In this step, I augmented both images and its masks, and then I saved the images. The masks values were converted into pixel encoding using the function below.
def rle(img):
pixels= img.T.flatten()
pixels = np.concatenate([[0], pixels, [0]])
runs = np.where(pixels[1:] != pixels[:-1])[0]
runs[1::2] -= runs[::2]
return ' '.join(str(x) for x in runs)
The total number of images were increased from 7000 to 13000.
Modelling
Performance Metric
I have chosen dice coefficient as the performance metric. It is because the result masks needs to have both good precision and a good recall.
Loss function
I have used Binary Crossentropy as loss function. It is used here because the insight of an element belonging to a certain class should not influence the decision for another class because some images might contain more than 1 class.
Residual Unet
ResUNet is a semantic segmentation model inspired by the deep residual learning and UNet. An architecture that take advantages from both, Residual and UNet models.

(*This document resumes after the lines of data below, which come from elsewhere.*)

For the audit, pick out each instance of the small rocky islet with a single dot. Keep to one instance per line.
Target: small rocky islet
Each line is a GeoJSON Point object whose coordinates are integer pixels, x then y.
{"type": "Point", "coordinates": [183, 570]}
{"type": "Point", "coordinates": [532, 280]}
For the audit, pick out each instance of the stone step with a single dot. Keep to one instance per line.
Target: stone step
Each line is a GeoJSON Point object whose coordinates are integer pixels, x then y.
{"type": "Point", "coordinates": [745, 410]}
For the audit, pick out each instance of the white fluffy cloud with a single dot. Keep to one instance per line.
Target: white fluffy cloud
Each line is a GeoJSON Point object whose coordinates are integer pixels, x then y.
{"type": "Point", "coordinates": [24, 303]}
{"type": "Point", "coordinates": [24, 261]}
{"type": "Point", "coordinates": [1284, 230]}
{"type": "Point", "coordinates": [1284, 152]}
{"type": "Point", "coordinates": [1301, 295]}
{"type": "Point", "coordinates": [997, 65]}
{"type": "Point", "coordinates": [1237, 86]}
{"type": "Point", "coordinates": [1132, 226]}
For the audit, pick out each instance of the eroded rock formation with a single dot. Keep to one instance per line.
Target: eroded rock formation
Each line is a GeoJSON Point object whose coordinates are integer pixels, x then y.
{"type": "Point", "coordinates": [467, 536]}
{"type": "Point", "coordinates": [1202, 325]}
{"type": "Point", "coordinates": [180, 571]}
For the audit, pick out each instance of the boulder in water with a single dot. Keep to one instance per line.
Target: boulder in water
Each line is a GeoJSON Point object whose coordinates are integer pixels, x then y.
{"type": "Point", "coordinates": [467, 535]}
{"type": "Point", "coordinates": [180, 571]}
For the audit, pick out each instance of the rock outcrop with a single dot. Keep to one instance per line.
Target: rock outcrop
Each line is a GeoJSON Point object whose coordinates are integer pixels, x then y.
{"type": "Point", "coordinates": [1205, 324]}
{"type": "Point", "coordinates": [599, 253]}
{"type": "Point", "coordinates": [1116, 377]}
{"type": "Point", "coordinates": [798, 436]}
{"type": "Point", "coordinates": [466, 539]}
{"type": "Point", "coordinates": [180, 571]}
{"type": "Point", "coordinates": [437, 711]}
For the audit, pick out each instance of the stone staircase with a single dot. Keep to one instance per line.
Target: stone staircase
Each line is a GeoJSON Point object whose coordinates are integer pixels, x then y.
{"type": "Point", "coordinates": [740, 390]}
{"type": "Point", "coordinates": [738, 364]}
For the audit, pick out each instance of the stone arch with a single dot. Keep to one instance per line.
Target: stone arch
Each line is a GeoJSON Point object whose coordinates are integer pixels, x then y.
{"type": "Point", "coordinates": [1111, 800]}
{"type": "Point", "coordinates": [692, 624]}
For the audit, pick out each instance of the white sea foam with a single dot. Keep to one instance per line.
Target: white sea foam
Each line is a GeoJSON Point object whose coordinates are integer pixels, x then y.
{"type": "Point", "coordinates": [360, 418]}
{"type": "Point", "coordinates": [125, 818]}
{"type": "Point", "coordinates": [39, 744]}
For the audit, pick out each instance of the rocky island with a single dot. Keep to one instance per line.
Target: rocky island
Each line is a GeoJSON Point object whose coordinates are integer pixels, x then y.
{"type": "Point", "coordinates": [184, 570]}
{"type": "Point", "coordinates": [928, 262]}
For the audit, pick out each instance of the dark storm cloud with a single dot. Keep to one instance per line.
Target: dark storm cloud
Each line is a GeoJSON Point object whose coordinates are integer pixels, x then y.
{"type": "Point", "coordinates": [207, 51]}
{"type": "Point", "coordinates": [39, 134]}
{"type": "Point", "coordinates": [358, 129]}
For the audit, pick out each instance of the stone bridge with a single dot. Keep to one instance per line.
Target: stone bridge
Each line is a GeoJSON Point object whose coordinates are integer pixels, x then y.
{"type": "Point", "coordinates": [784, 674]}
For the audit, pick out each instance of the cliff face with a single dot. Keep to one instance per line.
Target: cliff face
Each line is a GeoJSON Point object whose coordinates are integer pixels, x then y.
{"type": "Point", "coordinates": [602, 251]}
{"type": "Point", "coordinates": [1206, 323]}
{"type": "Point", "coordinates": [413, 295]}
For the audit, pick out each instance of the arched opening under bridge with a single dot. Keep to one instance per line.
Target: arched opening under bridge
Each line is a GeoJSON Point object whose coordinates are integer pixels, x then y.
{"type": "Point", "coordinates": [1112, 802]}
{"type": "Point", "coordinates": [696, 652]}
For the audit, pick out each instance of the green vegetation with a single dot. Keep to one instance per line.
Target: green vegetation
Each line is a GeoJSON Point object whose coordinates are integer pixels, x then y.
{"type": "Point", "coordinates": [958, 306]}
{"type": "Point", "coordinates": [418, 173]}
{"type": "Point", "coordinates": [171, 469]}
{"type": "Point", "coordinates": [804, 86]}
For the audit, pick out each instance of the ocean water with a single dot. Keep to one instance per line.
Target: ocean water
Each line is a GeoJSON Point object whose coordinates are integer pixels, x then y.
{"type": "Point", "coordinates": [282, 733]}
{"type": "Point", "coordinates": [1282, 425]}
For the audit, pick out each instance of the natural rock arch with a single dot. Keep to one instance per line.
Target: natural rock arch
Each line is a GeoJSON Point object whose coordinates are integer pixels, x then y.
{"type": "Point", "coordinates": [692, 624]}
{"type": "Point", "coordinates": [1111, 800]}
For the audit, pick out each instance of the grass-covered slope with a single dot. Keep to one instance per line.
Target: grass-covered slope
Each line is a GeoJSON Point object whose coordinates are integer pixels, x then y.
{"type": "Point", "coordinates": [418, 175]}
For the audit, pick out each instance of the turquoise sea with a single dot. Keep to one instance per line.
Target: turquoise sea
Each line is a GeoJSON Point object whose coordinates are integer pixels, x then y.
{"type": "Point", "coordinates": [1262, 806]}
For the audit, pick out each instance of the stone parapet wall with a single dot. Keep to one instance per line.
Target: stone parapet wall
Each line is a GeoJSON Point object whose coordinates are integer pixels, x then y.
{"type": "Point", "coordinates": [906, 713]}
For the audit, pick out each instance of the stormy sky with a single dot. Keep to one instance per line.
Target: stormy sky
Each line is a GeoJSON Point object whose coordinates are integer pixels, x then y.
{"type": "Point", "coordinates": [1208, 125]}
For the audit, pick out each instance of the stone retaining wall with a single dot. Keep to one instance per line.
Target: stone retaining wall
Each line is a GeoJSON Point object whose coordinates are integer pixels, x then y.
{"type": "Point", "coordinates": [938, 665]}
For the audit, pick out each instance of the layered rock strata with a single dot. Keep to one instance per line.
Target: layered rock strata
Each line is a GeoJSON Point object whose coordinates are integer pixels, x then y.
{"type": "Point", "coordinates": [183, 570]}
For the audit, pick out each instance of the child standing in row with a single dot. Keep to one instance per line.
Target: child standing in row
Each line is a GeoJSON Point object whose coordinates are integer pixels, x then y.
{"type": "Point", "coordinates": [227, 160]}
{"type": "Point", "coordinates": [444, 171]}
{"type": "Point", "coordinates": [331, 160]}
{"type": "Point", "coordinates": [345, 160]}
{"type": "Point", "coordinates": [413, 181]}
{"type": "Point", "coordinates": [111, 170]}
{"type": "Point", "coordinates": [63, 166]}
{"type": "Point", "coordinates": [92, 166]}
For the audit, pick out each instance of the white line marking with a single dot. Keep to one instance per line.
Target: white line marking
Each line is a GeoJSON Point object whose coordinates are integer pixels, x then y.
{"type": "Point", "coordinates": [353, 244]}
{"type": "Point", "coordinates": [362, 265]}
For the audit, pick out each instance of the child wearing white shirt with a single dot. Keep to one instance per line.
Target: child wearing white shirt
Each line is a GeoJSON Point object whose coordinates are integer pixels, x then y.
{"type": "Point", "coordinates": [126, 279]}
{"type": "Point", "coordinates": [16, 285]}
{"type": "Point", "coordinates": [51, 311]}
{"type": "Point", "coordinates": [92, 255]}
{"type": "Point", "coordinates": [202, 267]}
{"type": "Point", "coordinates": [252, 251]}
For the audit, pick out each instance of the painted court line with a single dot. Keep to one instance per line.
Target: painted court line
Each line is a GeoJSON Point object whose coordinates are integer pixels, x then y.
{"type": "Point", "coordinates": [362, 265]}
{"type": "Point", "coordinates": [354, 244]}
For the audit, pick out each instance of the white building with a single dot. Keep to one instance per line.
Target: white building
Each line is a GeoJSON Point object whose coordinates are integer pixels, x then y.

This combination bring us two benefits: 1) the residual unit will ease training of the network; 2) the skip connections within a residual unit and between low levels and high levels of the network will facilitate information propagation without degradation, making it possible to design a neural network with much fewer parameters however could achieve comparable ever better
performance on semantic segmentation.
Paper: https://arxiv.org/pdf/1711.10684.pdf
The network comprises of three parts: encoding, bridge and decoding.1 The first part encodes the input image into compact
representations. The last part recovers the representations to
a pixel-wise categorization, i.e. semantic segmentation. The
middle part serves like a bridge connecting the encoding and
decoding paths. All of the three parts are built with residual
units which consist of two 3 × 3 convolution blocks and an
identity mapping. Each convolution block includes a BN layer,
a ReLU activation layer and a convolutional layer. The identity
mapping connects input and output of the unit.
Result
The best loss was 0.0513 after 15 epochs and then it reached the minima.
Unet
The architecture contains two paths. First path is the contraction path (also called as the encoder) which is used to capture the context in the image. The encoder is just a traditional stack of convolutional and max pooling layers. The second path is the symmetric expanding path (also called as the decoder) which is used to enable precise localization using transposed convolutions.
Thus it is an end-to-end fully convolutional network (FCN), i.e. it only contains Convolutional layers and does not contain any Dense layer because of which it can accept image of any size.
Result
The validation loss reached minima at 0.0125 after 23 epochs. The real vs prediction masks are shown below.
The prediction masks are more precise than the manually labelled masks.
Scope for Improvement
A new model can be built called Hierarchical Multi-Scale Attention for Semantic Segmentation. This model might be able to give even better results than Unet.